South Korea and Japan warn their citizens in Canada to not consume cannabis

November 02, 2018, Canada

The blanket legalization of cannabis doesn’t just entail repercussions for North America. The development has sent ripple all across the world. For instance, many countries are warning their citizens who are in Canada for work, study or just visiting the country regarding the consumption of cannabis. Most countries are just advising their citizens to be cautious and aware of the newly implemented cannabis laws. However, there are few that are actually ordering their citizens to not consume weed and warning them of criminal liability upon arrival in the country.

Around the implementation of Canada’s Cannabis Act on October 17, embassies and consulates of several countries issued pertinent statements on the topic. Mexico, Germany, UK, France, Malaysia, and China only issued an advisory to their citizens to be aware of the new jurisdictive reality in Canada. On the other hand, foreign offices of Japan and South Korea issued warnings to their nationals to not consume cannabis because of the possible legal repercussions back home.

South Korea: A stringent anti-cannabis republic

South Korea a stringent anti-cannabis republic

South Korea a stringent anti-cannabis republic – Image powered by Potstocknews.com

Since the regime change in 1950, South Korea has put a blanket ban on both medical and recreational uses of the strain. The existing cannabis prohibition law of the country was enforced in 1976 during the reign of a military dictator. On the eve of October 17, the South Korean officials reminded their nationals in Canada about Cannabis Control Act.

According to the statement issued by the country’s Narcotics Crime Investigation Division, the Cannabis Control Act applies to every Korean even if he is living abroad. In other words, for Korean nationals, this is not just the law of the land, but of the whole world. The statement issued by the Japanese Consulate also conveyed a similar warning. The country has warned their nationals that they can be subjected to the local laws on marijuana use and possession.

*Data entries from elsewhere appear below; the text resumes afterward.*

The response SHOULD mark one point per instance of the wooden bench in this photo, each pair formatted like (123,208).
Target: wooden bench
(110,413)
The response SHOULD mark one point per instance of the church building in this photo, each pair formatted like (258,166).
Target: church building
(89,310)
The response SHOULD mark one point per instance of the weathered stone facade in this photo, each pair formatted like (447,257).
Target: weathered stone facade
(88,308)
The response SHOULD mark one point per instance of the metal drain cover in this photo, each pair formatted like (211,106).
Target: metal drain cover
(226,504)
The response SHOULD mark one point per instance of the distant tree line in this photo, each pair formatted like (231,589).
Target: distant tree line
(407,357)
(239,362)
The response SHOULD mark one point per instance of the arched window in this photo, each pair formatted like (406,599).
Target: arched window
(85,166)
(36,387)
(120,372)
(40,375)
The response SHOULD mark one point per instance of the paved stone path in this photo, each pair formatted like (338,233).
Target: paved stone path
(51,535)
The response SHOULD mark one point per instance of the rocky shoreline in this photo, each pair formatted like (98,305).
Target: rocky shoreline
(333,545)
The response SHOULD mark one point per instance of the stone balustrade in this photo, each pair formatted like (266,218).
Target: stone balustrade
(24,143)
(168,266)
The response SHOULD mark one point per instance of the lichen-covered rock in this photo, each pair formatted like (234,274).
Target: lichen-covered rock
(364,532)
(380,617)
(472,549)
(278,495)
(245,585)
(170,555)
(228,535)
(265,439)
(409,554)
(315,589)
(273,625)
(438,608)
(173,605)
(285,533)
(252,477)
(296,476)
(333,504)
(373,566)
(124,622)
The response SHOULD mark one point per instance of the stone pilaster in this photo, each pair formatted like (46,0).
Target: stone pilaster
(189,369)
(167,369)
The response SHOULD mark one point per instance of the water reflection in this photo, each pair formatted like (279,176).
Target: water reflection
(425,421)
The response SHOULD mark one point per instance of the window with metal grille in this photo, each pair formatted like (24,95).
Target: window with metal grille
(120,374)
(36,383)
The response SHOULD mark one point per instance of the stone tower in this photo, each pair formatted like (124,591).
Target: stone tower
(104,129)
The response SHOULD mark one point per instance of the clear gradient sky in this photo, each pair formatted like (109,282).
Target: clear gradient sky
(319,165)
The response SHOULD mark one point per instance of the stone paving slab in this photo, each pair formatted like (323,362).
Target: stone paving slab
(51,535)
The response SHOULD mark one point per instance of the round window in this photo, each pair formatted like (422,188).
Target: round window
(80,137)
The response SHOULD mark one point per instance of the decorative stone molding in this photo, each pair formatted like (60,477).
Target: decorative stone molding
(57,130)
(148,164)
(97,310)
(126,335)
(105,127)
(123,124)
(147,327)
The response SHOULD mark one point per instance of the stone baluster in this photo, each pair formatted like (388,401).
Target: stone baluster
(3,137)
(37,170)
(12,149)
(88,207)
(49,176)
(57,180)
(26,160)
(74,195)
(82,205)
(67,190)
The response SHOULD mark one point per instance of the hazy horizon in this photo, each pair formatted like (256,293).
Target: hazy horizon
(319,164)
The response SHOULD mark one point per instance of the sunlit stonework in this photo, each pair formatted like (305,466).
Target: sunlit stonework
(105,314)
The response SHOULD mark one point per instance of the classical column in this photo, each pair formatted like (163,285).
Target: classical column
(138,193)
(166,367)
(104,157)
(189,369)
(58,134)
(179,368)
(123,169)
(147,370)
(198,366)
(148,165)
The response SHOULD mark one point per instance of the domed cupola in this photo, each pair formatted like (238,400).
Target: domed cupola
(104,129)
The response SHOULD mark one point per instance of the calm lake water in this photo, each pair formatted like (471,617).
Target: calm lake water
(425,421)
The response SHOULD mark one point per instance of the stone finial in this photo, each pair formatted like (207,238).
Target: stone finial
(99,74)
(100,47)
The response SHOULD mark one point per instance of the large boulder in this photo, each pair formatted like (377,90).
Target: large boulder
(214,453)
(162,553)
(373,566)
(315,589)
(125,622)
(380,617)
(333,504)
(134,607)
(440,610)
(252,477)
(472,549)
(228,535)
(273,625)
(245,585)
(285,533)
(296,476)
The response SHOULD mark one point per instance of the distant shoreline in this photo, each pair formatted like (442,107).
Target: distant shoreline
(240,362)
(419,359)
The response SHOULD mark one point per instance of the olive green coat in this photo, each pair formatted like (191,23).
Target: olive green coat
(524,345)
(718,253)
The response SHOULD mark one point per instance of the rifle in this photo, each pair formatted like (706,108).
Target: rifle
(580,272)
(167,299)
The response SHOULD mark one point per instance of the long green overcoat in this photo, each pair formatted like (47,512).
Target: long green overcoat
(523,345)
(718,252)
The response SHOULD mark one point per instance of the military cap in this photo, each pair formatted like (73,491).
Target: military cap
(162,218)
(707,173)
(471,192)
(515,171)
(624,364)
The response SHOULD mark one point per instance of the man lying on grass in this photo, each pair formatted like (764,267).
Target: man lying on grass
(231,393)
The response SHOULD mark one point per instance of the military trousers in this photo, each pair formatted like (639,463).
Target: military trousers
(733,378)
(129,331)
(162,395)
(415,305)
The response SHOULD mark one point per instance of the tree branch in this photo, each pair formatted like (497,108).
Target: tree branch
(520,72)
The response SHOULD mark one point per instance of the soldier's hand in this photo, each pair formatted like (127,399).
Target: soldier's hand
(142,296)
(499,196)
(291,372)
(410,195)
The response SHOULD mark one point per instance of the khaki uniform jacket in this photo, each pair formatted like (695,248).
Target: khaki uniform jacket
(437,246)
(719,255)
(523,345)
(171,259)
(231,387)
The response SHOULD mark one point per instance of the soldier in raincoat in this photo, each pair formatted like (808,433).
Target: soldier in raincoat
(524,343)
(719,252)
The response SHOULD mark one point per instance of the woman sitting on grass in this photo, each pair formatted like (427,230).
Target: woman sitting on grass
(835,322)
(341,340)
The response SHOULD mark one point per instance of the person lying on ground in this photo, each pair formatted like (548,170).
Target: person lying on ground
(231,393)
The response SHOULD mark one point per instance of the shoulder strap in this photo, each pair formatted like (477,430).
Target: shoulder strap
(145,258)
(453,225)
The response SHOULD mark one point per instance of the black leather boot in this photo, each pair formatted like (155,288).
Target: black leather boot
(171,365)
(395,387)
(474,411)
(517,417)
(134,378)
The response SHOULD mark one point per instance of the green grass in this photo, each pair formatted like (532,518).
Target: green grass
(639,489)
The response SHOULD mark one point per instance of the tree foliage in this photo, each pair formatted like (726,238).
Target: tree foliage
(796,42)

The statements issued by Chinese and UK consulates are more of a guideline. These advisories tell their citizens the instances that can lead to the violation of Canada’s Cannabis Act. They have outlined the situations that might culminate into deportation and further legal consequences back home.

Canada can deport foreign nationals

Canada can deport foreign nationals – Image powered by Complex.com

Canada can deport foreign nationals guilty of violating national and provincial laws. As per the existing contradictions between local and federal cannabis laws, there are many instances where people might find themselves breaching the law. For foreign nationals, such violations can have severe repercussions. Not only could they face deportation, but they might also face legal action in their home countries.

It is interesting to note that Japanese and South Korean officials haven’t mentioned how they will enforce their local laws on a foreign land. It is very implausible and would be sillier to have a blood test of every citizen coming from Canada. The traces of THC get out of the human system after a couple of days so even that exercise will end up futile. So, Korean and Japanese nationals can easily sidestep stringent home laws in Canada until and unless they themselves provide the evidence to their national authorities (social media posting etc.).